I've just been diagnosed with sleep apnea. I've heard the term but never knew what it was. For quite a while my family has brought my sleep habits to my attention but I thought nothing of it. I'm apparently snoring louder these days and stop breathing repeatedly throughout the night. There's been a few times where I've gasped for air and awoke myself. So I went to my doctor who referred me to a sleep specialist. The sleep specialist suggested I do an overnight sleep study. This consists of staying in a hotel-type room overnight and being wired to computers via many electrodes and wires. The results confirmed "mild" sleep apnea. I stopped breathing an average of 23 times per hour in a 7-hour period. These moments can be as little as a 3 seconds on up to 12 seconds in duration. They are accompanied by the brain detecting the problem and sending a signal to the body to work harder to breathe. This results in the brain and body awaking even for just a couple of seconds. Most of these awakenings aren't detected whatsoever but the accumulative waking time results in sleep deprivation. When I stop breathing the body and brain are deprived of oxygen. It can all add up to many health hazards such as high blood pressure, coronary problems, fatigue, loss of concentration, and depression. Yes, depression. This new revelation is not the cause of my depression but it might certainly exacerbate it.

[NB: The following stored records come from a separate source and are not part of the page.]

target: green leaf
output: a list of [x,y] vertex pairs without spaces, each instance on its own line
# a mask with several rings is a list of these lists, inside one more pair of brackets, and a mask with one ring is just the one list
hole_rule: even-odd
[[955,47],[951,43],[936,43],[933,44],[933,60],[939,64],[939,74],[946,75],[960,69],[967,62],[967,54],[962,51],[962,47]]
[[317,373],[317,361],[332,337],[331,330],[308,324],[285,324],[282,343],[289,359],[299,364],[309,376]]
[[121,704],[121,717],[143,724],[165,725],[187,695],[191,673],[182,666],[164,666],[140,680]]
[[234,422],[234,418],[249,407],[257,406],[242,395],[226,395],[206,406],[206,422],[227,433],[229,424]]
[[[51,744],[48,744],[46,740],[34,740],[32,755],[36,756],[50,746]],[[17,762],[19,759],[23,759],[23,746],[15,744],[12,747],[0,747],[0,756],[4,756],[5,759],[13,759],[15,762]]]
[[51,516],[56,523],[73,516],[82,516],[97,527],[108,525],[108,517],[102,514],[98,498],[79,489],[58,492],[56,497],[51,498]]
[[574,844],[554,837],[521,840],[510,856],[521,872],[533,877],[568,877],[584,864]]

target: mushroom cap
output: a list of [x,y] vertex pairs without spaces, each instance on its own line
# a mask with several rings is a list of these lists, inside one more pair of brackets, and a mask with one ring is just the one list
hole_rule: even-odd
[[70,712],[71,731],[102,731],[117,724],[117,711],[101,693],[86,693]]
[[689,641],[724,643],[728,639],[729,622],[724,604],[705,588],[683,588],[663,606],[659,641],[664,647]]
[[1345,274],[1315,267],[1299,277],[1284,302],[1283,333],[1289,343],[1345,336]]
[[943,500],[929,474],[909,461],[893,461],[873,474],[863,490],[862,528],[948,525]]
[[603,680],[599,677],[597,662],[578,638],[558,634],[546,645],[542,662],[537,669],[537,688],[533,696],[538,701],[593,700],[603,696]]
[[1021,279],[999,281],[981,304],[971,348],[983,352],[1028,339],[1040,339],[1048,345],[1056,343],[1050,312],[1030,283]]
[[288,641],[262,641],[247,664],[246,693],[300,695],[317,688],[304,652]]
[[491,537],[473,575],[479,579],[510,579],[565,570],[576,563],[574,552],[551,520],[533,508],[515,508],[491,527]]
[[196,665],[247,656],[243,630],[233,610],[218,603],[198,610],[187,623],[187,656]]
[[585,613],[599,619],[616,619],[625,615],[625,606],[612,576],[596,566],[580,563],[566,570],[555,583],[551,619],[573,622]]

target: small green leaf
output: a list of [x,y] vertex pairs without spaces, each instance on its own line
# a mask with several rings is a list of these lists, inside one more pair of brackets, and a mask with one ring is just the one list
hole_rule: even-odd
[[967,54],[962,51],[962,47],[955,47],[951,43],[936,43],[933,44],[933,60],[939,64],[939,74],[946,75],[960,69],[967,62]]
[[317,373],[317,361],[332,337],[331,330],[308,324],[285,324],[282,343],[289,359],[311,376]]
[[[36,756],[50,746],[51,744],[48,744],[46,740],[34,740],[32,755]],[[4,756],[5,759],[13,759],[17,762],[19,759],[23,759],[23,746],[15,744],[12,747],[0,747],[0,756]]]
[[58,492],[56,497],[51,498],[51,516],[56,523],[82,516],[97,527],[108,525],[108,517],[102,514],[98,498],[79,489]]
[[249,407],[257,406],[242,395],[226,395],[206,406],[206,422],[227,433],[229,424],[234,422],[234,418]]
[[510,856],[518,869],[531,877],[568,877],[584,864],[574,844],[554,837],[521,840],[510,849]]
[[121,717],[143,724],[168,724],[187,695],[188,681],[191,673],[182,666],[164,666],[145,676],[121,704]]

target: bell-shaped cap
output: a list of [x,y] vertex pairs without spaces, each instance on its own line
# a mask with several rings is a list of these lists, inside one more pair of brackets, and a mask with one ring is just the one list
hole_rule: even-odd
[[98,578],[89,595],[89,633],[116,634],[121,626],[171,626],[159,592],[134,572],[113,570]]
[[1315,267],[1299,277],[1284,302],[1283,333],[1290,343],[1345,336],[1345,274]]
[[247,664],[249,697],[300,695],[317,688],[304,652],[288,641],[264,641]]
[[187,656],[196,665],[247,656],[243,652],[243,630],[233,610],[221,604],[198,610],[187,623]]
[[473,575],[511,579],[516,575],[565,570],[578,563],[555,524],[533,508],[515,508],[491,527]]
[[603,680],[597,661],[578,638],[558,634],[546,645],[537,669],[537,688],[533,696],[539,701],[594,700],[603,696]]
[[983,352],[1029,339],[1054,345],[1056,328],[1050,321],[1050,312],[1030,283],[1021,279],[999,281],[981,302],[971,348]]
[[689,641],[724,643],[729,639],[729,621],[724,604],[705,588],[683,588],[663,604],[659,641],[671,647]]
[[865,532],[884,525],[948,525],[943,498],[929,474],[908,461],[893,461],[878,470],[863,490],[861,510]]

The treatment options are a "CPAP" machine which is a mask attached to a programmed box that sends a constant stream of air through the nose while you sleep. Another treatment is a custom made dental appliance you wear at night that juts out the lower jaw and allows more airflow. Another option is surgery where your jaw bone is dislocated and pushed forward with braces. It includes a 4 to 6 week wiring shut of the mouth and a liquid diet. Not a chance. Yet another is puncturing a hole through the trachea. Again, not a chance.

I'm not sure what to do at the moment. I'm the worst decision maker. I need to research cost and insurance coverage. None of this is welcome news by any stretch and I haven't the energy to deal with it.

As I've written in earlier posts, sleep is my only escape. Now it's become a possible accomplice to my depression. In rare cases, if gone untreated sleep apnea can cause death. It's not a likely result for me but the thought of going to sleep and never waking up is appealing in a macabre way. Isn't that how we all want to go?